I loved looking through the deadbeat file at Dad's office. Threatening correspondence, returned checks and thrashed prints wove many a tale of deranged obsession. Back in the dark ages before video 16mm prints were a valuable commodity. Rental library prints were numbered and titles never appeared on the cases in case of a break in. There was an alarm system and the steel doors to the library each had two deadbolts. Films were rented only if there were an approved application on file and individual renters were usually required to leave a deposit. One of my assignments when individuals came into the office to rent a film was to slip out via the back door to the parking lot and make note of the make, model and license of the customer's car. Sometimes, despite these measures, films didn't come back and deposit checks bounced.
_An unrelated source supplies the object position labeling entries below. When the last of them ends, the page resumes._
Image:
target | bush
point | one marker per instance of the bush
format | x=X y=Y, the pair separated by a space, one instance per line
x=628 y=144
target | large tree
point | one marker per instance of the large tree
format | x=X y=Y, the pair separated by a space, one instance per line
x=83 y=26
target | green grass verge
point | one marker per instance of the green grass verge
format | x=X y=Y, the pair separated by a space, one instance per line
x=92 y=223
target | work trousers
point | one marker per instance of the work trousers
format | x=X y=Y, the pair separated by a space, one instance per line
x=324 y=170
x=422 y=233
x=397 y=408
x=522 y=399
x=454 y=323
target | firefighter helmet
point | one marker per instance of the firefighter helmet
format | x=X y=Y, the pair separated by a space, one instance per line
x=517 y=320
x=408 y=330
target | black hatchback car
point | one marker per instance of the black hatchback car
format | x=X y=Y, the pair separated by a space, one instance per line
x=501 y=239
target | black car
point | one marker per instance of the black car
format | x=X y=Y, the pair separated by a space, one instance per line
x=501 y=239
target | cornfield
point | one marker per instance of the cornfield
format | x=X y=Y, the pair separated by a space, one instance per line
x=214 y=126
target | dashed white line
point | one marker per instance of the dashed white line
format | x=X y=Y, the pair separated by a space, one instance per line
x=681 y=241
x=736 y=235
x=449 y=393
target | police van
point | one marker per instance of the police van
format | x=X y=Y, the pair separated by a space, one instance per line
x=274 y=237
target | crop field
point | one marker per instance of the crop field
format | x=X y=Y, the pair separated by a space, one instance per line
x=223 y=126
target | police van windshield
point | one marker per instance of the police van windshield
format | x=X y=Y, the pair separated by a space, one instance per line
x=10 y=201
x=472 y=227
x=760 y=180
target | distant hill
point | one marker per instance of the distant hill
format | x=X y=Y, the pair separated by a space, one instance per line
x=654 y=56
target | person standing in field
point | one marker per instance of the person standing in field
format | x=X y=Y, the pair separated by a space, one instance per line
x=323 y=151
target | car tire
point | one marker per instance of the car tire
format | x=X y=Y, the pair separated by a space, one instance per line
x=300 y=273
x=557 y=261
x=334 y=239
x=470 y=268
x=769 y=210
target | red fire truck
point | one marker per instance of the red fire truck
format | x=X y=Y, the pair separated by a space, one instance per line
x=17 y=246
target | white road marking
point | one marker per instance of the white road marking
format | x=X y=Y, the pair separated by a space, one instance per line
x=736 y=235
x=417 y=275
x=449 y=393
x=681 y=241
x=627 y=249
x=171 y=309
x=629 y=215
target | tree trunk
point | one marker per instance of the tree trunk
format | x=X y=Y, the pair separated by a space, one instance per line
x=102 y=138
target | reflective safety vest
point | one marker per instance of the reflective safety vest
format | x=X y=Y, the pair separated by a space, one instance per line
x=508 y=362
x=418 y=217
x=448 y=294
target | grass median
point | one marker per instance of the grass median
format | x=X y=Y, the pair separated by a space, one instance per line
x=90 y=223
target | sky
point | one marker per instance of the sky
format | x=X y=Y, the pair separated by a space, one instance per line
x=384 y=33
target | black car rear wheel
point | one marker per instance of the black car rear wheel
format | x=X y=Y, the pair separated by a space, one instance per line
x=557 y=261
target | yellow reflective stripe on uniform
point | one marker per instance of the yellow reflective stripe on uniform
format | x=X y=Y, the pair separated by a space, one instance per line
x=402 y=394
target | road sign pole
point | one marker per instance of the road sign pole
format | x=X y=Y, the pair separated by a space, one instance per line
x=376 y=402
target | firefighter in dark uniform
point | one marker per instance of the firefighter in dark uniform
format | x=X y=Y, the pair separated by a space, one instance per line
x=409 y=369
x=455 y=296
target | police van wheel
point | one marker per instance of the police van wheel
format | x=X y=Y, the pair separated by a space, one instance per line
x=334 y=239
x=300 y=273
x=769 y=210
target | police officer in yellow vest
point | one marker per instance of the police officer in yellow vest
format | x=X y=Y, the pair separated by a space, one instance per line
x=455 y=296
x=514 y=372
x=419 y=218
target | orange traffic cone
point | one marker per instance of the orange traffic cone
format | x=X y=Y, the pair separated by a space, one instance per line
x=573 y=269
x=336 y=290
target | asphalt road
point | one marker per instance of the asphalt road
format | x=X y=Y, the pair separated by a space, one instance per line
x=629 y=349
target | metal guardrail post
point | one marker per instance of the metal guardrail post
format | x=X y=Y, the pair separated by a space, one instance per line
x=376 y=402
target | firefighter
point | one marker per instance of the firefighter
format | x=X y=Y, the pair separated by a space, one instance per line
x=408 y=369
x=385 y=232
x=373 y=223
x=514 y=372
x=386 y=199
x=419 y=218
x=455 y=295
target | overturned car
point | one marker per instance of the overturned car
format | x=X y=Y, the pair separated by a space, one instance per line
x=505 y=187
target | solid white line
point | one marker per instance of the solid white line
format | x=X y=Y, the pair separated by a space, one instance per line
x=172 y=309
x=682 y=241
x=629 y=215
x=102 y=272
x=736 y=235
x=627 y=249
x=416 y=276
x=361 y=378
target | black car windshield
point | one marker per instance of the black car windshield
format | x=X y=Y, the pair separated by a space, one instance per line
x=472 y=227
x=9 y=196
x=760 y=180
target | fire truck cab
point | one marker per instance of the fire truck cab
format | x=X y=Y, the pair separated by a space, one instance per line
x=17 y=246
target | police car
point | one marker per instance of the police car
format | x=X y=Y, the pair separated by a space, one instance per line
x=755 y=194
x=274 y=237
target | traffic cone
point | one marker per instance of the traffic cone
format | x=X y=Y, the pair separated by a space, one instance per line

Cliff and Dave were former college football players. Cliff served on the Signal Hill Police Force and Dave was a school cop for the Compton School District. They were film buffs and in exchange for being big, black and uniformed my dad would give them prints. My dad usually got an indifferent response when he contacted local authorities regarding rental prints shipped to different parts of the country that never came back. Cliff would play the professional courtesy card and pick up the phone and call a local police department and ask for the captain and explain that he was Officer Williams from the Signal Hill PD. More often then not the print would miraculously turn up via special delivery within a day or two.
Vincent Dupree was a Paulette Goddard freak and would drive in from San Pedro to rent prints. Goddard, probably most famous for having been married to Charlie Chaplin, was actually born Marion Pauline Levy in Queens. She was born either in 1905 or 1910. She strove to conceal her age as well as her Jewish ancestry. Vincent after bouncing a third check and being late on returning a print was 86ed. My dad accepted that film freaks would bounce the occasional check or return films late but he also believed in the power of the obsession and that many collectors would cut off their kids' food before they'd burn bridges with a film source, so while they were difficult, the steady stream of income usually made it worthwhile. And when one of the freaks really hit bottom, Dad had the cops.
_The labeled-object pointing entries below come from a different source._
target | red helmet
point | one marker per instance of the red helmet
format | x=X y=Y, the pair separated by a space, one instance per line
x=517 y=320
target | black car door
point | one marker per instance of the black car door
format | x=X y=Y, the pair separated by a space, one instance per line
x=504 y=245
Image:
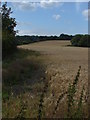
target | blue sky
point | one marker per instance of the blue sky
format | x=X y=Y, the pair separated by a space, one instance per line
x=50 y=18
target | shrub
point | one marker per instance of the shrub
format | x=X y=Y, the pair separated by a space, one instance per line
x=8 y=32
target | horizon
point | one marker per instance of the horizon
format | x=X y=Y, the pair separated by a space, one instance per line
x=50 y=18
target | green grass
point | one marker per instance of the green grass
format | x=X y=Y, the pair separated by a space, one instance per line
x=22 y=73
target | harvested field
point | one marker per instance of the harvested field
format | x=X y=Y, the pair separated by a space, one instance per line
x=62 y=62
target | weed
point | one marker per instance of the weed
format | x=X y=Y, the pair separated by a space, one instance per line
x=71 y=92
x=40 y=110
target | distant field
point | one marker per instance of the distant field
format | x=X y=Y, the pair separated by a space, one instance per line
x=62 y=62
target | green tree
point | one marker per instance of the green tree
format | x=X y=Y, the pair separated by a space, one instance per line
x=8 y=32
x=75 y=40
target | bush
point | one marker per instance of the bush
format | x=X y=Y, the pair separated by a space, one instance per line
x=8 y=32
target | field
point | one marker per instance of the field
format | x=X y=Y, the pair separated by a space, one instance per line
x=57 y=63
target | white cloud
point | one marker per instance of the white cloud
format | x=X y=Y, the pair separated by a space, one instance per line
x=24 y=23
x=25 y=5
x=57 y=16
x=78 y=5
x=86 y=14
x=50 y=3
x=33 y=5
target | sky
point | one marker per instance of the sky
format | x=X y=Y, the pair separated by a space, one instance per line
x=50 y=18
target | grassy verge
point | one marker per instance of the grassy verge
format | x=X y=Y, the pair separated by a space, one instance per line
x=22 y=83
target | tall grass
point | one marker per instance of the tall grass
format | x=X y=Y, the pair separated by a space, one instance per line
x=72 y=112
x=41 y=106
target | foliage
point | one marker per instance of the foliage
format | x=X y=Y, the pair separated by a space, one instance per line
x=77 y=113
x=8 y=32
x=31 y=39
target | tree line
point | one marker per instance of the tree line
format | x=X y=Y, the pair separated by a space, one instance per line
x=10 y=40
x=30 y=39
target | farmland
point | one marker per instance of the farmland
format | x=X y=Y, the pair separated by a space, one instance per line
x=26 y=73
x=62 y=62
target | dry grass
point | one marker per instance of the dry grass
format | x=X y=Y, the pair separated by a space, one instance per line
x=61 y=63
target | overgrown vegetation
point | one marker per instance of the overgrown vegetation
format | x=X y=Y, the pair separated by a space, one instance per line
x=8 y=32
x=31 y=39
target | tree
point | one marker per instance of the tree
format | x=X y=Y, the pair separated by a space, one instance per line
x=75 y=40
x=8 y=32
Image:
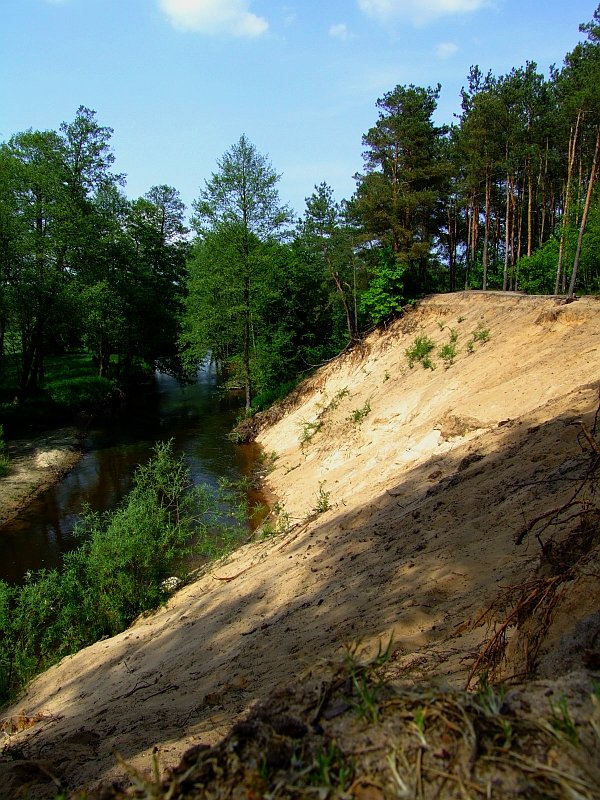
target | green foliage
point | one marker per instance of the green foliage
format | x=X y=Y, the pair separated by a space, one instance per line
x=561 y=721
x=117 y=572
x=4 y=460
x=80 y=393
x=447 y=352
x=385 y=296
x=323 y=504
x=419 y=352
x=481 y=333
x=331 y=772
x=309 y=429
x=359 y=414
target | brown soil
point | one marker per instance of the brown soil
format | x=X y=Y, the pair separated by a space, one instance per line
x=35 y=465
x=402 y=493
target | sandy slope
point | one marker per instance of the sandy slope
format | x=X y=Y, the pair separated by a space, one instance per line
x=426 y=493
x=35 y=465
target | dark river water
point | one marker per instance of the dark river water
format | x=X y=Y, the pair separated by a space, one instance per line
x=198 y=420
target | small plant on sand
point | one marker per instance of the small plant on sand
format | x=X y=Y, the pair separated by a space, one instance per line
x=323 y=503
x=309 y=429
x=420 y=351
x=3 y=455
x=280 y=523
x=366 y=681
x=337 y=398
x=561 y=721
x=447 y=353
x=331 y=772
x=357 y=416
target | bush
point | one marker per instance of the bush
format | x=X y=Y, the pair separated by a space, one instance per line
x=116 y=574
x=4 y=463
x=87 y=392
x=419 y=351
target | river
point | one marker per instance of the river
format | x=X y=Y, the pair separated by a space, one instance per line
x=196 y=417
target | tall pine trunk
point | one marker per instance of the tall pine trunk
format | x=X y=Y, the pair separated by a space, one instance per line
x=588 y=200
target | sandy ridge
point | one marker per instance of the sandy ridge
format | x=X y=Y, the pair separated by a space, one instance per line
x=425 y=496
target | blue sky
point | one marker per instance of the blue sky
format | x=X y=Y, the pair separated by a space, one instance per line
x=180 y=80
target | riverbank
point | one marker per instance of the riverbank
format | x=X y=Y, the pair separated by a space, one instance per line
x=36 y=464
x=408 y=502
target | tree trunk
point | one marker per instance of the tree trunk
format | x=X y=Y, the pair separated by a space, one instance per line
x=486 y=239
x=506 y=233
x=588 y=200
x=565 y=220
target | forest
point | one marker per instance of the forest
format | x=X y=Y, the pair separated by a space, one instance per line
x=504 y=198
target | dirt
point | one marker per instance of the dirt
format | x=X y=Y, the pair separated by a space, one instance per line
x=402 y=493
x=36 y=464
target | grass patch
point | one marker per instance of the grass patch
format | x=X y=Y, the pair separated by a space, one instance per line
x=118 y=572
x=4 y=460
x=420 y=352
x=359 y=414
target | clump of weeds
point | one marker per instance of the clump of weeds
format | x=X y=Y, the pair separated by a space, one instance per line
x=420 y=351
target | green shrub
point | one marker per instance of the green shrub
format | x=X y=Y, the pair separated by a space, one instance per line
x=419 y=351
x=79 y=393
x=117 y=573
x=358 y=415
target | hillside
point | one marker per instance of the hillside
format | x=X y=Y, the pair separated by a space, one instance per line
x=402 y=493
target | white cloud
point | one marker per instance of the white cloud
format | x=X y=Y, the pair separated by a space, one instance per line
x=446 y=49
x=340 y=31
x=417 y=11
x=230 y=17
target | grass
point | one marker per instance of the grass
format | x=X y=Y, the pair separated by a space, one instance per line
x=347 y=731
x=420 y=351
x=309 y=430
x=70 y=385
x=117 y=573
x=323 y=503
x=4 y=460
x=359 y=414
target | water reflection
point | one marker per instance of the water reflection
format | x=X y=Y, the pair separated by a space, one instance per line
x=194 y=416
A print of Second Chorus was shipped to a Mrs. Campbell to show at her church. The order had come in the mail and was accompanied by a cashier's check. The film was over two weeks late being returned and the phone number on the application was disconnected. Mrs. Campbell's paperwork went on the top of the deadbeats folder and I noticed that the address looked familiar and figured out that Mrs. Campbell's church was coincidentally located at the same address as the residence of Mr. Vincent Dupree. My dad called me Sherlock Holmes and even though, per the separate edicts of his wife and my mother, we were supposed to have the diet plate at Burl's we headed over to Micheli's on Las Palmas for spaghetti and meatballs and garlic bread. Then we walked up and down Hollywood Blvd. Dad quizzed me on all the stars on the sidewalk and we went to Larry Edmond's, the movie bookstore.
My dad, long before the Internet, created a 500 plus page film catalog every two years or so and between the phone book sized publications, supplements of about 30 pages would come out a couple times a year. We prowled Edmond's bookstore for pressbooks he could cut up and kept an eye out for new reference works. The gold standard was Halliwell's Filmgoer's Companion. There are still dog-eared copies of the first 1965 edition and most of the subsequent volumes on shelves at my office. I have every edition up until about the 1990s by which time my dad's eyes were too bad, even using a magnifying glass, to read the small type. I started then to use the Internet Movie Database and print for him whatever information he needed in an 18 point font.
We also browsed the three story Pickwick Books a few blocks east where often coffee table film books with photos he could cut out were remaindered. If Dad were feeling particularly defiant of his second wife, we'd conclude the day with a hot fudge sundae at C.C. Browns. I knew I was pressing my luck given the lunch and the sundae but my mom had reminded me about fifty times to hit up the old man for some dough for a dress for my graduation from Riverside Drive Elementary School. Emboldened by my Paulette Goddard detective work, I asked and was rewarded with a twenty.
I was thrilled to be on the cusp of escaping Riverside Drive Elementary School where I had been left behind to languish with the misfits and the lamebrains while the best and the brightest, including my heart throb, the dreamy Paul Landsburg, had been promoted a semester earlier to Millikan Junior High. We were summoned to the auditorium for a preparatory chat with the principal, Mr. Alviani. The first thing he told us was that the boys had to wear a coat and a tie. And not a clip-on tie. A boy had no business starting junior high unless he could manage a real tie. As for the girls, the dresses were to be no more than one inch above the knee and with this he thumped a tape measure against the podium.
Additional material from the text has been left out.